We are over six months into the consequences of the SARS-Co-V2 pandemic in the United States. Patients, families and doctors are frightened, weary and frustrated by the lack of support from regulatory agencies — the National Institutes of Health, Food and Drug Administration, Department of Health and Human Services, Centers for Medicare and Medicaid Services, Centers for Disease Control and Prevention, and state medical and pharmacy boards — for medical prophylaxis and treatment of COVID-19.
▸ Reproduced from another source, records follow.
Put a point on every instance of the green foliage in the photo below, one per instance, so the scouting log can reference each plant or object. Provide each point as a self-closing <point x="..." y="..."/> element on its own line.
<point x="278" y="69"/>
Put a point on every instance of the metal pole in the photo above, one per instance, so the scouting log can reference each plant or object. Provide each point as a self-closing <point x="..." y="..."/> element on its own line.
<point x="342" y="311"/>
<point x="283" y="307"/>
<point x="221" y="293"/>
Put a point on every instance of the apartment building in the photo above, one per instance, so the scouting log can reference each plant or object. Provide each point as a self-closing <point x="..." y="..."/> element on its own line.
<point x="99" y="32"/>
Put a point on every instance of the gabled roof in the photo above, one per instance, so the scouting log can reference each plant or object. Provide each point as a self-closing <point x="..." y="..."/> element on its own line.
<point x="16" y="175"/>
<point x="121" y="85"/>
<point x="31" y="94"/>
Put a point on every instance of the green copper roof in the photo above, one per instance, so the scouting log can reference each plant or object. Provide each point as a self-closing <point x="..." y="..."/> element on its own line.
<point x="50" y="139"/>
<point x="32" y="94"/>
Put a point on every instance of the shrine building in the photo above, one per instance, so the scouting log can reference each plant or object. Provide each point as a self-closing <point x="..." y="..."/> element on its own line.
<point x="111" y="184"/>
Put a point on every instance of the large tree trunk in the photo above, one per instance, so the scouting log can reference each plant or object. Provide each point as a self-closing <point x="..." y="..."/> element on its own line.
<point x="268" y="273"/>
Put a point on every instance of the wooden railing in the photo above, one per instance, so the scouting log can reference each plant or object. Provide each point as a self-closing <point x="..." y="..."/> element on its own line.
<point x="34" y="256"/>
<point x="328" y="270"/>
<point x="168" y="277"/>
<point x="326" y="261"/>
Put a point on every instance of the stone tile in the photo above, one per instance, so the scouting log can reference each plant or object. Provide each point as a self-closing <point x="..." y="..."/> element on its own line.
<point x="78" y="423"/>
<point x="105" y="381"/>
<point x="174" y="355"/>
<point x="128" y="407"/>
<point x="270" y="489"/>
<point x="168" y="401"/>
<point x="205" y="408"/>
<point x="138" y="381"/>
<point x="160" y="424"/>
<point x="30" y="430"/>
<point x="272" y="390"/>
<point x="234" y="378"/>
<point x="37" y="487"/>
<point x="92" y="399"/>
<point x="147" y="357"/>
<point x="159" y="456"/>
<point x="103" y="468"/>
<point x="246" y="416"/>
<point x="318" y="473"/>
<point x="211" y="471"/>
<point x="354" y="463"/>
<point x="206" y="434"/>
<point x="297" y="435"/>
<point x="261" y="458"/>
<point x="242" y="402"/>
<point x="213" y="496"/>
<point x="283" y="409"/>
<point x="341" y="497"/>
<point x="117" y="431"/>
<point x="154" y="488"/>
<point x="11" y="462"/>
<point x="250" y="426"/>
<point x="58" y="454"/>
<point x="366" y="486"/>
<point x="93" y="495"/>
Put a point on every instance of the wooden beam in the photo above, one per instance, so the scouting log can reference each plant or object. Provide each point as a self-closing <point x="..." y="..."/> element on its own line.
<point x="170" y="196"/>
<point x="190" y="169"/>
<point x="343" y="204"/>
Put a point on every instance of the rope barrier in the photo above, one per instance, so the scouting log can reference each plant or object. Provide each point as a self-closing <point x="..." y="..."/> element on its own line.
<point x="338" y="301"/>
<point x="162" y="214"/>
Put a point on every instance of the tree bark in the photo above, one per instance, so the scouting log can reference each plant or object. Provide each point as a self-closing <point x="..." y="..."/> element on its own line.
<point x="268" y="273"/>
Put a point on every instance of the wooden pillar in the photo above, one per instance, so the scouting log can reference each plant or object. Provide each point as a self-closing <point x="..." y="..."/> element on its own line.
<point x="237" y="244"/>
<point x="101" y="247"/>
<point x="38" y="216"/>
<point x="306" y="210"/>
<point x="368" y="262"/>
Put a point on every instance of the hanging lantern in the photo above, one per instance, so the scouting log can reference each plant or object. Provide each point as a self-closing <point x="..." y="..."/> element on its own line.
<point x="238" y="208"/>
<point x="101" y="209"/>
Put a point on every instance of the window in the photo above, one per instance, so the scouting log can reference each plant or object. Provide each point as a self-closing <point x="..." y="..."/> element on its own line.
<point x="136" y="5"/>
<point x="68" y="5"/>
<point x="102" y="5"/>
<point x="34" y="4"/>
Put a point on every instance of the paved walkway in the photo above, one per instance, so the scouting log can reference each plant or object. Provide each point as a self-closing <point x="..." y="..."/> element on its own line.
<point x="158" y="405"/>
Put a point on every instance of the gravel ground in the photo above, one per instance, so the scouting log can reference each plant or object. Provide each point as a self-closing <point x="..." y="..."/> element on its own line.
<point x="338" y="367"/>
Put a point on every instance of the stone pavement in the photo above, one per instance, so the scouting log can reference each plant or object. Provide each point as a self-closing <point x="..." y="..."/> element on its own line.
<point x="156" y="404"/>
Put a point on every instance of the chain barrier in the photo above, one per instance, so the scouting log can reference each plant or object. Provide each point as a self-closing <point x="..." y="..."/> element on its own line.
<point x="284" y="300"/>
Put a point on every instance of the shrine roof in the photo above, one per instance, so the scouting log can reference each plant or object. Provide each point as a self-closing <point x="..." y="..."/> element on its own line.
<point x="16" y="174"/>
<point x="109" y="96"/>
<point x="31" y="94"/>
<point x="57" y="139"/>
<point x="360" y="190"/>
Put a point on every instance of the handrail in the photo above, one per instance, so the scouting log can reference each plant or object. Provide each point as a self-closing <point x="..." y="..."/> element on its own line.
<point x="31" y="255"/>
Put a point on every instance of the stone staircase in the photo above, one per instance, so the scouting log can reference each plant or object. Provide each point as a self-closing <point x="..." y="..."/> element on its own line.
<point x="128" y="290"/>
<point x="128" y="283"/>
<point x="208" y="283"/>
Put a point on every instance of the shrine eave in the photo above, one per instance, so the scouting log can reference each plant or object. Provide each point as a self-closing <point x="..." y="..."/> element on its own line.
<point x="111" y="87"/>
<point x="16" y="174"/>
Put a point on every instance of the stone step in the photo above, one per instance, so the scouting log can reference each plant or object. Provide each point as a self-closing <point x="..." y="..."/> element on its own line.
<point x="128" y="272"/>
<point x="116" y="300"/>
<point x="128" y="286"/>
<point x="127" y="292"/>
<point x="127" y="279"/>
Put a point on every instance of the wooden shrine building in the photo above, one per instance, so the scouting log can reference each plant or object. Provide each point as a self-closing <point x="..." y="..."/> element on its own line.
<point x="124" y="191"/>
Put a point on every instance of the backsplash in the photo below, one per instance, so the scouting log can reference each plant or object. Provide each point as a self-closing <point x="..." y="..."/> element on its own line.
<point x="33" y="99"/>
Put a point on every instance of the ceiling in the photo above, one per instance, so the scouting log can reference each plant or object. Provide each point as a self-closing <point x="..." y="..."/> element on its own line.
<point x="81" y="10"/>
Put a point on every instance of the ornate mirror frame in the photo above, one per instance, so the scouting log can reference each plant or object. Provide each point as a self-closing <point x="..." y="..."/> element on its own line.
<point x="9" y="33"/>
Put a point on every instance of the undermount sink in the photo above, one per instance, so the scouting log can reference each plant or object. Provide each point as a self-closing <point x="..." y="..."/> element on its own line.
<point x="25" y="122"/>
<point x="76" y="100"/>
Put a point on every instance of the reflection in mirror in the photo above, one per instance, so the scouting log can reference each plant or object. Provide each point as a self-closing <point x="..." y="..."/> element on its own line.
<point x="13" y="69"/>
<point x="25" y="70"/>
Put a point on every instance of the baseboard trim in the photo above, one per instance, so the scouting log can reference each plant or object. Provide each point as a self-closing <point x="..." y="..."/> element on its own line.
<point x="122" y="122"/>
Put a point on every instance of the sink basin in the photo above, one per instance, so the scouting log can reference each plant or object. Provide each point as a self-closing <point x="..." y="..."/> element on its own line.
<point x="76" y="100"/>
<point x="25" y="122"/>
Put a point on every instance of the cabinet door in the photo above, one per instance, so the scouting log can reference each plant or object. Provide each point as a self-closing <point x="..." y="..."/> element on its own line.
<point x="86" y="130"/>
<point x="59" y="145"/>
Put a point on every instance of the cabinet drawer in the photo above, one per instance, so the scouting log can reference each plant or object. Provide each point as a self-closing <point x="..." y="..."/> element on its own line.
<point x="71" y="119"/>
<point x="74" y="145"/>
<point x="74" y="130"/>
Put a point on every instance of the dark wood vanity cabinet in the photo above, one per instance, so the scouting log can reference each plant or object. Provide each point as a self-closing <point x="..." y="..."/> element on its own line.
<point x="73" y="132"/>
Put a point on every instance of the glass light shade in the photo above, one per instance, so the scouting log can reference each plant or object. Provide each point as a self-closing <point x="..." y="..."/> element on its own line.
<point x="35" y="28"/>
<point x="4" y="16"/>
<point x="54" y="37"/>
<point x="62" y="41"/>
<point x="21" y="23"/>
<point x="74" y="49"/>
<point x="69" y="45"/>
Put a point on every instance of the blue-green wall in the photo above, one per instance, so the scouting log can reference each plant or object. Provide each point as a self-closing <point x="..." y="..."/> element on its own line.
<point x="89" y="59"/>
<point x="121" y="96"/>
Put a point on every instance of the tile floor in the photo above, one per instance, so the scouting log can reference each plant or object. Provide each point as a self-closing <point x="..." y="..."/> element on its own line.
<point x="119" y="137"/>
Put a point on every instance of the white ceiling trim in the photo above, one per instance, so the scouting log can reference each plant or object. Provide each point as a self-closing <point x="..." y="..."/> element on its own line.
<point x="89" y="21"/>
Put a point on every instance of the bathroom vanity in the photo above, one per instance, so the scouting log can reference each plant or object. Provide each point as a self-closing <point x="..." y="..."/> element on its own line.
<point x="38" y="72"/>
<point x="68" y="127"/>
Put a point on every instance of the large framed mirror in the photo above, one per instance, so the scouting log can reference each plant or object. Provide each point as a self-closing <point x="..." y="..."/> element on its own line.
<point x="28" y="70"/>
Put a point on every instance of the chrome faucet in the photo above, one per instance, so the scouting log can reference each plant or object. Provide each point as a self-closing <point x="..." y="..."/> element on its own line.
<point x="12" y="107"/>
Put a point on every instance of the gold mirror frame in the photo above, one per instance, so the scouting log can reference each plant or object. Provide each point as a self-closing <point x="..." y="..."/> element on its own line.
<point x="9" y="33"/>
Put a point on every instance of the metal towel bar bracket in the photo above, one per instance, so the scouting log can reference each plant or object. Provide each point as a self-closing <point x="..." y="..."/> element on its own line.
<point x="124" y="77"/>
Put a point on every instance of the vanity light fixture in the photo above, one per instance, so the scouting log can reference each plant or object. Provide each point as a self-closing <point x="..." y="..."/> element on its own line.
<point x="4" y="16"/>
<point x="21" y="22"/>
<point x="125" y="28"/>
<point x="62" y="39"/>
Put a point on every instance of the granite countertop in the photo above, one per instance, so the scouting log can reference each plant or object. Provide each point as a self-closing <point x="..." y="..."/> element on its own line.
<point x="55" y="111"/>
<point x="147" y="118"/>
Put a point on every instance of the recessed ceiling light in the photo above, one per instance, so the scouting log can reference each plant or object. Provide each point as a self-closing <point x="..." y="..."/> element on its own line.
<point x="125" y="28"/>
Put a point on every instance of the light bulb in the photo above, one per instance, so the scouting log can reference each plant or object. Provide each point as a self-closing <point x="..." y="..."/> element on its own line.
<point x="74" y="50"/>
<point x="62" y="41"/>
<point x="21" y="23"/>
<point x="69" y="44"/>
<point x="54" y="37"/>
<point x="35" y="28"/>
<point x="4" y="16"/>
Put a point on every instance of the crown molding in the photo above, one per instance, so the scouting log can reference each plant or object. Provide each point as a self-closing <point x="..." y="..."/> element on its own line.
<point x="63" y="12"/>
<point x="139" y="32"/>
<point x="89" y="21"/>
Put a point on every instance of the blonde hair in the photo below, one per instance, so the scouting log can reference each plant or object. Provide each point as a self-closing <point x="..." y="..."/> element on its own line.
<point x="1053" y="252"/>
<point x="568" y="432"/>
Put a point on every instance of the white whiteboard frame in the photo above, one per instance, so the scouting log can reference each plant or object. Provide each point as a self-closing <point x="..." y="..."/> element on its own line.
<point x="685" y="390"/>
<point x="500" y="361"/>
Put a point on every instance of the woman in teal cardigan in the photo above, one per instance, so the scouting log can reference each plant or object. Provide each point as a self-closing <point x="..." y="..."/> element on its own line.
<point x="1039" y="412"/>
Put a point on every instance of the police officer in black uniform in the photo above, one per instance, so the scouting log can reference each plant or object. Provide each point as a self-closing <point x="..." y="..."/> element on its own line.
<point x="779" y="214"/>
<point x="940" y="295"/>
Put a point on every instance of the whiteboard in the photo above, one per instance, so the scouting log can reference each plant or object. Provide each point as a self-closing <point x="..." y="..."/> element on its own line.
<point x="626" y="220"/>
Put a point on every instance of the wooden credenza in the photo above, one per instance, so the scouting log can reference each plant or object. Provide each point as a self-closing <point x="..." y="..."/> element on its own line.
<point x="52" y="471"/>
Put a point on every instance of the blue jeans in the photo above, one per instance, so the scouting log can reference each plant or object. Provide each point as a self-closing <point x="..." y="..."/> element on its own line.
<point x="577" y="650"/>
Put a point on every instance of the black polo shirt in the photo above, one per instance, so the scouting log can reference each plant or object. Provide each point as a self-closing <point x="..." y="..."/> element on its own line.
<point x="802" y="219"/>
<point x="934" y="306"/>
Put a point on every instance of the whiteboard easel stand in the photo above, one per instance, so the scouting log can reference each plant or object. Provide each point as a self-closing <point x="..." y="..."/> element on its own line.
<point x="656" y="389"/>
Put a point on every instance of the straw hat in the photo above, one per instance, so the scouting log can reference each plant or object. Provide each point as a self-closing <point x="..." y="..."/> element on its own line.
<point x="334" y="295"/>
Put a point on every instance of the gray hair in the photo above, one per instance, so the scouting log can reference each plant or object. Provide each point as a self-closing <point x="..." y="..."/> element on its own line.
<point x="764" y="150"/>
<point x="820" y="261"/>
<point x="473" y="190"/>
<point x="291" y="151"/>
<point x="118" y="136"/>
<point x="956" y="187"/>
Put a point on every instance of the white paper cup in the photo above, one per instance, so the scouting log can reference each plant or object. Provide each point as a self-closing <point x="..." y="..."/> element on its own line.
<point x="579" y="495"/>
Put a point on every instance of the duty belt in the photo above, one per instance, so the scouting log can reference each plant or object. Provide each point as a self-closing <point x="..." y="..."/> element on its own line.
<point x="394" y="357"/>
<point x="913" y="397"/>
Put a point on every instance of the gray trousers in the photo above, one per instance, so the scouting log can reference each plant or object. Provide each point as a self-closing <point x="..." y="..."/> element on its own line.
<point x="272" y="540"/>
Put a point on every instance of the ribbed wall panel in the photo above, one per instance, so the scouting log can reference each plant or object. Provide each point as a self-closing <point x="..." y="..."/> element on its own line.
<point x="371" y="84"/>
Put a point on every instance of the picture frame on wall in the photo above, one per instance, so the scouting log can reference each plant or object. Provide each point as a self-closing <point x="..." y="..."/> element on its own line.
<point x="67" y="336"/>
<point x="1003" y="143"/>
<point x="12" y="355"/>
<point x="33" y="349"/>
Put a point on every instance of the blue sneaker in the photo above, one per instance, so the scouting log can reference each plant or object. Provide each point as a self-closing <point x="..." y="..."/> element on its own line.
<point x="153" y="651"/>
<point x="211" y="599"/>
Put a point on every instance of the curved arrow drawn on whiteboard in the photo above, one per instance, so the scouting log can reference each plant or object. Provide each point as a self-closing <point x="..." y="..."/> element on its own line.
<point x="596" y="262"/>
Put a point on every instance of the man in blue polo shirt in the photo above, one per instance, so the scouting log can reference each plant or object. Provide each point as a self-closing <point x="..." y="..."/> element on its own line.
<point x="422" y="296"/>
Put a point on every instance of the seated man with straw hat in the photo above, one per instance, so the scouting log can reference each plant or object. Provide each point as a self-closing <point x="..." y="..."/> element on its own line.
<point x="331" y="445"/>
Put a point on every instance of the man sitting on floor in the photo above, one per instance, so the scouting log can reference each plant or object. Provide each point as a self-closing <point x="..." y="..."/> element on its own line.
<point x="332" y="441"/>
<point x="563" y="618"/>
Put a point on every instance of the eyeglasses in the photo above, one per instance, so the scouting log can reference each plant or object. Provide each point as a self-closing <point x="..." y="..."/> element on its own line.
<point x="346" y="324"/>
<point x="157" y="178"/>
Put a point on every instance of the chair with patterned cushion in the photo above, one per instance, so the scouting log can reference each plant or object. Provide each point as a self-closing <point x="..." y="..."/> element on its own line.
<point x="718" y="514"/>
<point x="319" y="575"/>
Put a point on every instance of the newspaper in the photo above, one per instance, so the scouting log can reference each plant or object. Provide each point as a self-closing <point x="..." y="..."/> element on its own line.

Warnings and barriers have prevented hundreds of thousands of patients from being treated at home with appropriate non-labelled use of off-target antivirals (zinc, hydroxychloroquine, azithromycin, doxycycline), steroids (dexamethasone, prednisone, budesonide, colchicine), and antithrombotics (low-molecular weight heparin, oral anticoagulants). It has become apparent that America has adopted a late-illness hospitalization model while waiting patiently and painfully for the panacea of a COVID-19 vaccine.
For months now the business news cycle has been popping with stories about vaccine development. “Operation Warp Speed” is an impressive effort supercharged with around $10 billion in federal dollars spent with big pharma such as Merck, Pfizer, JNJ and AstraZeneca, and little biotech companies such as Moderna, Emergent Biosolutions, ApiJect and Panacea Biotec for vaccine development and commercialization. The potential financial windfall has spurred innovations with patents and royalty agreements applied or awarded to both private and government employees.